Maybe you saw this: A couple of weeks back, the editorial staff of Washingtonian magazine went on strike for a day, refusing to post new content on the magazine’s website or social media.
Turns out their boss, CEO Cathy Merrill wrote an op-ed in the Washington Post headlined, “I want my employees to understand the risks of not returning to work in the office.”
Merrill said she’s “concerned about the erosion of office culture,” and suggested if people don’t want to return to their offices when they re-open post-pandemic, their bosses could downgrade them to contractors, or just fire them outright.
If you’re asking the question, “What is the opposite of a team building exercise?”, here’s your answer.
Writers? Gaze upon this hot mess and learn. Always, always, always identify your Given before you publish.
Anytime you express an opinion, whether 280 choice characters on Twitter or 1,800 words in the Washington Post, an assumption exists at its core. It’s called the Given.

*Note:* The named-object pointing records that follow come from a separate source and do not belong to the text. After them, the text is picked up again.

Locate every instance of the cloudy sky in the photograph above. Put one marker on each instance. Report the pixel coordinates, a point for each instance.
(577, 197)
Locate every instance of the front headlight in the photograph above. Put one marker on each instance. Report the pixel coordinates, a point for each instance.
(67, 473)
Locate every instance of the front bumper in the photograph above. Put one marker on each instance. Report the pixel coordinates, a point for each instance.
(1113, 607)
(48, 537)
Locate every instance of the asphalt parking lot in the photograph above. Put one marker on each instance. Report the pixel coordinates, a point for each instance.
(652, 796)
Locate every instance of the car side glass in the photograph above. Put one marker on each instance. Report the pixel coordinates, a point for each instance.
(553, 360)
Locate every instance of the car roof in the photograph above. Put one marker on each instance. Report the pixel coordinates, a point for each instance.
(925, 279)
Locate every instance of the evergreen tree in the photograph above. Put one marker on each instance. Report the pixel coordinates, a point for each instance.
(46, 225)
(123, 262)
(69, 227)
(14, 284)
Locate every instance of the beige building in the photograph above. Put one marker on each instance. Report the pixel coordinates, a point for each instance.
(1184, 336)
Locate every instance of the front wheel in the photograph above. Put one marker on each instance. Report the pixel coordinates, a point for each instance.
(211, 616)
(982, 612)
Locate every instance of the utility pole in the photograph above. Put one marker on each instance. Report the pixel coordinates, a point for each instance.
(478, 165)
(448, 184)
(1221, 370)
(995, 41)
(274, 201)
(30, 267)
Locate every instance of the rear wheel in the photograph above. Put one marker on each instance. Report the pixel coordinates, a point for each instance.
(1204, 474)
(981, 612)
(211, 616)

The Given is an established fact or widely shared idea that provides the foundation for an argument. If your opinion is, say, the rent is too damn high, the Given undergirding it is that rent should be affordable.

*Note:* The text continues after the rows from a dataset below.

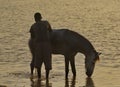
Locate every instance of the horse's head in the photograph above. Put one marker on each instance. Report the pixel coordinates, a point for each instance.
(90, 61)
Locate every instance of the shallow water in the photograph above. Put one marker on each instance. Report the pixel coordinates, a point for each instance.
(97, 20)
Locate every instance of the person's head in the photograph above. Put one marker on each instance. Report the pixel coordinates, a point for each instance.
(37, 16)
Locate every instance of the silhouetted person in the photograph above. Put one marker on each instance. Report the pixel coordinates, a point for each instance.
(40, 45)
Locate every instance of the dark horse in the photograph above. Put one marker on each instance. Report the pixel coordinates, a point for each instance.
(69, 43)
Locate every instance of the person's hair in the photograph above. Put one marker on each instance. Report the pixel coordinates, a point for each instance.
(37, 16)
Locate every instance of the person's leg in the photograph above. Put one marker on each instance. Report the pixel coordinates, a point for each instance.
(47, 59)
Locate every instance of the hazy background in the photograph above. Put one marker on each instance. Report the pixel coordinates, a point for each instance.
(97, 20)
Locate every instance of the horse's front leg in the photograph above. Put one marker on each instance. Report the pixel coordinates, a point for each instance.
(66, 67)
(72, 62)
(32, 66)
(47, 74)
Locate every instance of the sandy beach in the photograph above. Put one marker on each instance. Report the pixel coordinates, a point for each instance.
(97, 20)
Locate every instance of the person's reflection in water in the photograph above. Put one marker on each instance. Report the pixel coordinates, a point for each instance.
(89, 82)
(39, 83)
(72, 84)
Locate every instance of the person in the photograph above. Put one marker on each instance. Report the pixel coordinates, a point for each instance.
(40, 45)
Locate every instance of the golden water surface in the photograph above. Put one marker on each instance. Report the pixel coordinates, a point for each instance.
(97, 20)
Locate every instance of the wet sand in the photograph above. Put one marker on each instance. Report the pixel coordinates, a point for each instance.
(97, 20)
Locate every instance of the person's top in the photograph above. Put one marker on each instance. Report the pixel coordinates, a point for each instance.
(40, 31)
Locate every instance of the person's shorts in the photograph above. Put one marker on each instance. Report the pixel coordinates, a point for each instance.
(43, 55)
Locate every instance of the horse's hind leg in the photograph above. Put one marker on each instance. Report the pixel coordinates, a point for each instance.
(72, 62)
(47, 74)
(32, 66)
(66, 67)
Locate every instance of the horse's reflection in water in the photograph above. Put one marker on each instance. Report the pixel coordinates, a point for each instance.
(89, 83)
(70, 84)
(39, 83)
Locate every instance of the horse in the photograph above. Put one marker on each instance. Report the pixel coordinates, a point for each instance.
(68, 43)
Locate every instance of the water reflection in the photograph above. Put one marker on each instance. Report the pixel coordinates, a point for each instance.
(68, 83)
(89, 82)
(39, 83)
(72, 83)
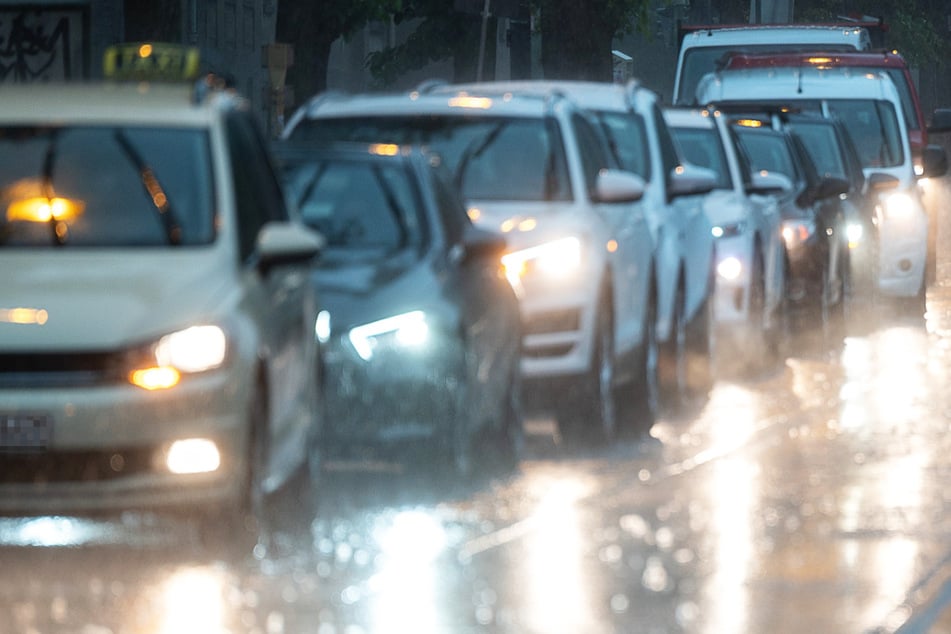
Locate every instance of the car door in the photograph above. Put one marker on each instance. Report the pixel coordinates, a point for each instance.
(278, 300)
(626, 234)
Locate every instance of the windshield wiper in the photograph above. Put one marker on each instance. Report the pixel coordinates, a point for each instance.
(154, 189)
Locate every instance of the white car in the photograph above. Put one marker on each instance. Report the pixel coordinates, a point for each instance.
(536, 169)
(702, 49)
(746, 222)
(631, 118)
(870, 107)
(156, 316)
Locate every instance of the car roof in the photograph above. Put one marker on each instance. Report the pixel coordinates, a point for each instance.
(819, 59)
(757, 84)
(774, 33)
(158, 104)
(415, 102)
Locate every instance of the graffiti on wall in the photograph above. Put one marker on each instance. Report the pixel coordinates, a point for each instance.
(40, 44)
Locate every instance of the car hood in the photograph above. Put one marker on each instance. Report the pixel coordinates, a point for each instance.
(526, 224)
(74, 300)
(725, 207)
(355, 289)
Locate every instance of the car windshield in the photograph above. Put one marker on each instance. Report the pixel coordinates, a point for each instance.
(822, 145)
(700, 60)
(358, 206)
(874, 128)
(104, 186)
(492, 158)
(703, 147)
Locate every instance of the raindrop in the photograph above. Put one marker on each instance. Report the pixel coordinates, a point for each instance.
(274, 623)
(687, 613)
(350, 595)
(620, 604)
(683, 555)
(635, 525)
(655, 575)
(611, 554)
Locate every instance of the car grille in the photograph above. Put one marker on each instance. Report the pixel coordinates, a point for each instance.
(72, 466)
(40, 370)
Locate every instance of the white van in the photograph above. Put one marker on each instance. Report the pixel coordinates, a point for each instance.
(701, 50)
(870, 106)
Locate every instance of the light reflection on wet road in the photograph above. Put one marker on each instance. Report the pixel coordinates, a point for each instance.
(812, 498)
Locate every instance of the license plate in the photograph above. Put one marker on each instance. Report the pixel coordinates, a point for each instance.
(25, 431)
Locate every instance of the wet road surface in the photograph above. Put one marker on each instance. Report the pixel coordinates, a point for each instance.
(812, 498)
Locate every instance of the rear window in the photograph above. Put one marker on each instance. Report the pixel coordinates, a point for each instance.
(491, 158)
(104, 186)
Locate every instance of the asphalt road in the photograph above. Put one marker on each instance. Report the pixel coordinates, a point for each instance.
(811, 498)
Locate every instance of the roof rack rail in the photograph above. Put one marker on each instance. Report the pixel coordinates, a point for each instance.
(427, 85)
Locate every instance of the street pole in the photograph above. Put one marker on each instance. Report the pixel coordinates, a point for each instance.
(485, 23)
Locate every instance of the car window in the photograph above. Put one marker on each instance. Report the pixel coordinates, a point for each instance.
(702, 146)
(257, 191)
(105, 186)
(627, 136)
(874, 128)
(492, 158)
(356, 205)
(822, 145)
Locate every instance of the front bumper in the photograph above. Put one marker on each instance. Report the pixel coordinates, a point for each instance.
(108, 446)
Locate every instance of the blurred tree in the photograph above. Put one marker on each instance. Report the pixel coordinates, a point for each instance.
(312, 26)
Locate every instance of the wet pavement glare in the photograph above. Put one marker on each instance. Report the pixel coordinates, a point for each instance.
(811, 497)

In Merrill’s op-ed, the Given is that “office culture” is so worth preserving, employers should threaten to fire employees who don’t want to rush back to the workplace post-pandemic.
This fails the widely-shared-idea test in not one, but three ways.
For starters, Merrill doesn’t clearly define what, exactly, she means by “office culture.” She mentions water-cooler conversations and birthday cake in the conference room. But those off-hand references fall far short of a complete description of what she believes is at stake. For a Given to hold up your whole argument, you must precisely define your terms.
Also, this Given assumes people agree with her as to what constitutes a firing offense. They don’t. Skimming the till? Sexually harassing coworkers? Using company funds to buy computer servers to mine Bitcoin for your personal profit? In those cases, your co-workers would probably help you hand out the pink slips. But not wanting to commute 45 minutes each way for a sliver of Bob’s birthday cake? Not so much.
Last, Merrill may fret about the looming extinction of office culture, but a Harvard Business School survey found that only 18 percent of office employees want to return full-time when their workplaces re-open.
For all the well-deserved anger this essay provoked, Merrill is trying to imagine what workplaces should look like in a post-covid world. She may find people more willing to open a conversation if she considers her Given, and remembers what it is at its core: Common ground you share with your audience.